The gene cluster for fostriecin consists of 21 open reading frames (ORFs) that encode for six modular type I polyketide synthases and seven tailoring enzymes. These enzymes within the fos gene have the nomenclature FosA-FosM, though not all are used in the biosynthesis of the target molecule. The six modular PKSs encoded in FosA-FosF give rise to a loading module, eight elongation modules, and a thioesterase domain.

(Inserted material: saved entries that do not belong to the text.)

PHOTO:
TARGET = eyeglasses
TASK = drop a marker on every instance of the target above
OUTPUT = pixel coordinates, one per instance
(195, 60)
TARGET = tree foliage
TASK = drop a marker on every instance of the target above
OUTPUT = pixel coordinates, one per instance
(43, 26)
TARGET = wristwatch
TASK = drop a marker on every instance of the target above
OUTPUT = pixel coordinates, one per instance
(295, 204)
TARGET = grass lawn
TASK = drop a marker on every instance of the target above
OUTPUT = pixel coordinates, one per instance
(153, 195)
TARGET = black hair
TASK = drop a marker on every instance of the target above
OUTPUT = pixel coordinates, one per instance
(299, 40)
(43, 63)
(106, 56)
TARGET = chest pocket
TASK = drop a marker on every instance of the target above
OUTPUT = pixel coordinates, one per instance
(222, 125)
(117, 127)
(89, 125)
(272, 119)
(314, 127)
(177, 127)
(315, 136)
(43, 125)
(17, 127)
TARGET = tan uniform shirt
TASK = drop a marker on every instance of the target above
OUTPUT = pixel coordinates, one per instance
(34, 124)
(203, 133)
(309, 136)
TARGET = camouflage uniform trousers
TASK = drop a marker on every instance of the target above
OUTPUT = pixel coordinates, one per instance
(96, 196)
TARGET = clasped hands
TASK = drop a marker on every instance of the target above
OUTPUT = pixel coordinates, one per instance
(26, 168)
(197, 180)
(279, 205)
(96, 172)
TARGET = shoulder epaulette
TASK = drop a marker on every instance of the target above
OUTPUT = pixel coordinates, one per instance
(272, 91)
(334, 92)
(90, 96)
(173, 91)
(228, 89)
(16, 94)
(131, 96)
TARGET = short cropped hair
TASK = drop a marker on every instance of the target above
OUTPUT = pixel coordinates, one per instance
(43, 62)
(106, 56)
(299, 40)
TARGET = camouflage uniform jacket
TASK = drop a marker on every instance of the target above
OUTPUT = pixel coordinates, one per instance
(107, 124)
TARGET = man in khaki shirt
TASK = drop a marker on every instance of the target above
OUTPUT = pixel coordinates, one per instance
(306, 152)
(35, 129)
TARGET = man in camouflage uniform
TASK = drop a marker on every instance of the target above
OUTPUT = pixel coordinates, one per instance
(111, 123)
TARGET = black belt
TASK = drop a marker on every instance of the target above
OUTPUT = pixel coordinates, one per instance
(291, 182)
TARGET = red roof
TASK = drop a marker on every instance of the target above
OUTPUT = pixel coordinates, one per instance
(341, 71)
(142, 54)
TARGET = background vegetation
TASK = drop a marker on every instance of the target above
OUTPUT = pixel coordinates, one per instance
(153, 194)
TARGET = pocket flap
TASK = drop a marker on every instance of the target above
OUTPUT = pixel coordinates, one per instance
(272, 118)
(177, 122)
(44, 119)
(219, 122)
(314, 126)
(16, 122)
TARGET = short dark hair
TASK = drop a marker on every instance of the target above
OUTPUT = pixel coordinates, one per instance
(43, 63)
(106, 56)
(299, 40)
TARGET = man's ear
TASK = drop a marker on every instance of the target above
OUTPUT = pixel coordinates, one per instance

=== Conventional polyketide synthase pathway ===

The loading module starts out the biosynthetic pathway by tethering to an acyl group of the acyl carrier protein (ACP).This starter unit then gets carried to module 1 where a malonyl group gets added on by malonyl-CoA followed by the β-carbonyl getting reduced to a hydroxyl group by a ketoreductase (KR) enzyme that then undergoes dehydration to a trans double bond by a dehydratase enzyme (DH). In this first module, there is an enoyl reductase enzyme (ER), but it is inactive. This chain then goes through two more elongations in module 2 and module 3 which are similar to module 1, only they result in cis double bonds at their respective β-carbons. The now 8-carbon chain then goes through another extension by malonyl-CoA in module 4, followed by a reduction by a KR domain. In module 5, an elongation is performed by methylmalonyl-CoA in which the chain undergoes another reduction to a hydroxyl group. The polyketide intermediate is then passed on to module 6 where another malonyl-CoA is loaded, and here, a reduction, then dehydration of the β-carbon form the final double bond of the linear chain. The growing chain is almost completely synthesized at this point and is taken through two elongations of 2 carbons in modules 7 and 8, each of which contain KRs to produce the final two hydroxyl groups in the alkyl chain. The linear carbon chain is now fully synthesized and hydrolyzed off of ACP by a thioesterase domain (TE) to undergo post-synthetic tailoring steps.

=== Post-synthetic tailoring ===

The post-synthetic tailoring enzymes for the production of fostriecin add on the four functionalities not originally included in the PKS pathway of the linear molecule. These enzymes include two cytochrome P450 enzymes (FosJ and FosK), one homoserine kinase (FosH), and one NAD-dependent epimerase/dehydratase family protein (FosM). The first step after the thioesterase domain, which forms a six-membered lactone ring, is the oxidation at C8 by FosJ, followed by a phosphorylation at C9 by FosH. This is then followed by an oxidation at the terminal carbon by FosK, and finally, a loss of malonic acid by FosM yields the desired natural product.